Sur les conclusions à fin d'injonction sous astreinte :

8. Eu égard à ses motifs, le présent jugement implique nécessairement qu'il soit enjoint au ministre de l'intérieur et des outre-mer de faire délivrer à Mme A le visa de long séjour sollicité, dans un délai de deux mois à compter de sa notification. Il n'y a pas lieu d'assortir cette injonction d'une astreinte.

Sur les frais liés au litige :

9. M. A a obtenu le bénéfice de l'aide juridictionnelle.
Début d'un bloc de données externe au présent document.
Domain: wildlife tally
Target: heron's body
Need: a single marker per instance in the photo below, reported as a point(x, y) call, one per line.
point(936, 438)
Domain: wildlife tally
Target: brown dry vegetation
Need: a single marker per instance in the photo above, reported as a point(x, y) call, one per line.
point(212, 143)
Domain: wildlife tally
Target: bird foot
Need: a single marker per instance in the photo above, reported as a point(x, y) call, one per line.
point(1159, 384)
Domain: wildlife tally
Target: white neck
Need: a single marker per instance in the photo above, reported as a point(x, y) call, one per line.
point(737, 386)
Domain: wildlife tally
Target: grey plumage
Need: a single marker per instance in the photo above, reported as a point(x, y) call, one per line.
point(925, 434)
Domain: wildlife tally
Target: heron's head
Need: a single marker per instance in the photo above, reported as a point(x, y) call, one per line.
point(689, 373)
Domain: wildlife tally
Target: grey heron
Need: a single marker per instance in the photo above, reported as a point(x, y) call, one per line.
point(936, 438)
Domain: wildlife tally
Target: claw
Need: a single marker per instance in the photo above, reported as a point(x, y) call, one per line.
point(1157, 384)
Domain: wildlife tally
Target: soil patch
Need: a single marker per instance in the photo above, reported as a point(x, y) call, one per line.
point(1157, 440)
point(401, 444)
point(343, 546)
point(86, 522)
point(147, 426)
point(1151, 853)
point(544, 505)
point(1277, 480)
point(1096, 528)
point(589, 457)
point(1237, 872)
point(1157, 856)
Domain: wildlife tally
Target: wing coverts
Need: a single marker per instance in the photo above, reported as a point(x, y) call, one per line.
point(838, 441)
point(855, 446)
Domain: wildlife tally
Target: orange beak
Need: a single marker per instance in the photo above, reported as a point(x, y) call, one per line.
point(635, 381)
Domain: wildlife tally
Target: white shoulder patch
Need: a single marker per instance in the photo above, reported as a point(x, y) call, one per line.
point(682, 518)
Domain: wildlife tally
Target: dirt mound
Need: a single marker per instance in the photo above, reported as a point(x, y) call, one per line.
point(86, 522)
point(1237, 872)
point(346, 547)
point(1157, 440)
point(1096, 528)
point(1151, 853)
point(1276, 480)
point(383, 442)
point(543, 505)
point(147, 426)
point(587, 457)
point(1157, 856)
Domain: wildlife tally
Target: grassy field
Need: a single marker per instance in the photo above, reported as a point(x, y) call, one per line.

Par suite, son avocate peut se prévaloir des dispositions des articles L. 761-1 du code de justice administrative et 37 de la loi du 10 juillet 1991. Il y a lieu, dans les circonstances de l'espèce, de mettre à la charge de l'Etat la somme de 1 200 euros au titre de ces dispositions, sous réserve que Me Pronost renonce à percevoir la part contributive de l'Etat au titre de l'aide juridictionnelle.

D E C I D E :

Article 1er : La décision du 11 mai 2022 de la commission de recours contre les décisions de refus de visa d'entrée en France est annulée.

Article 2 : Il est enjoint au ministre de l'intérieur et des outre-mer de faire délivrer à Mme A le visa de long séjour sollicité, dans un délai de deux mois à compter de la notification du présent jugement.

Article 3 : L'Etat versera à Me Pronost la somme de 1 200 euros au titre des dispositions combinées de l'article L. 761-1 du code de justice administrative et de l'article 37 de la loi du 10 juillet 1991, sous réserve qu'elle renonce à percevoir la part contributive de l'Etat au titre de l'aide juridictionnelle.

Article 4 : Le surplus des conclusions de la requête est rejeté.

Article 5 : Le présent jugement sera notifié à M. B A, Mme D A, au ministre de l'intérieur et des outre-mer et à Me Pronost.

Délibéré après l'audience du 6 mars 2023, à laquelle siégeaient :

Mme Rimeu, présidente,

Mme Louazel, conseillère,

M. Tavernier, conseiller.

Rendu public par mise à disposition au greffe le 27 mars 2023.

Le rapporteur,

T. C

La présidente,

S. RIMEULa greffière,

S. JEGO

La République mande et ordonne au ministre de l'intérieur et des outre-mer en ce qui le concerne ou à tous commissaires de justice à ce requis en ce qui concerne les voies de droit commun contre les parties privées, de pourvoir à l'exécution de la présente décision.